4 million consultations have already been carried out with the Integrated e-Diagnostic Approach (IeDA) tablet application. In addition to monitoring epidemics, artificial intelligence will make it possible to measure the performance of each health worker. Diagnoses of entire health districts will also be accurately assessed. Data analysis will therefore make it possible to identify gaps and target interventions as needed. As a partner in the project, the Ministry of Health of Burkina Faso will be able to react quickly and take appropriate measures.

 

A bridge between the academic world and NGOs

This innovative project, called AI tool for IeDa, was made possible through the financial and technological contribution of the Cloudera Foundation. It combines UNIGE’s academic research and the field practice of Terre des hommes. Strengthening the bridge between the academic world and international and non-governmental organisations is precisely the objective of the Geneva Science-Policy Interface (GSPI), launched this autumn by UNIGE with the support of the Swiss Federal Department of Foreign Affairs and in partnership with other academic institutions. The GSPI has thus helped to translate and formulate the scientific needs expressed by Terre des hommes «which has integrated into its way of working a strong dimension of innovation and collaboration with the academic community», says Nicolas Seidler, Director of the GSPI. «We look forward to continuing our collaboration with them and to playing our role as an interface in other areas of mobile health, migration and children’s rights.»

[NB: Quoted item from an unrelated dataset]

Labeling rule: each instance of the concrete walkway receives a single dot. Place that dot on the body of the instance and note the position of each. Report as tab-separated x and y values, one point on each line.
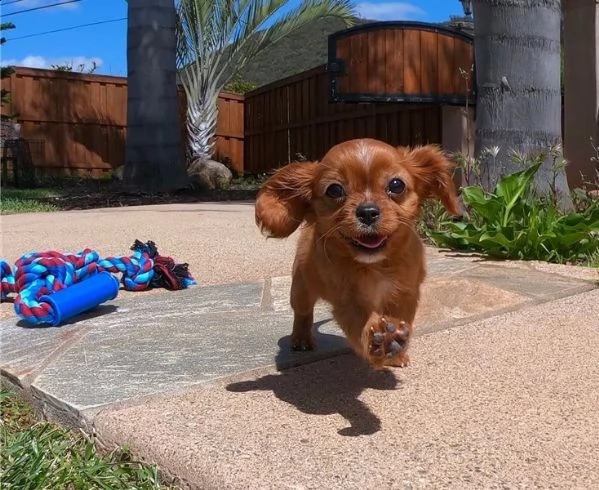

The AI tool for IeDa project is supported by the Cloudera Foundation, the philanthropic arm of Cloudera, a Silicon Valley company specializing in data analysis and machine learning in the cloud. It provides funding of up to $640,000 and also provides software and technical expertise. «The humanitarian sector is just learning how to harness the power of data to take on major global challenges, and we are eager to play a meaningful role in advancing that work», concludes Claudia Juech, CEO of the Cloudera Foundation.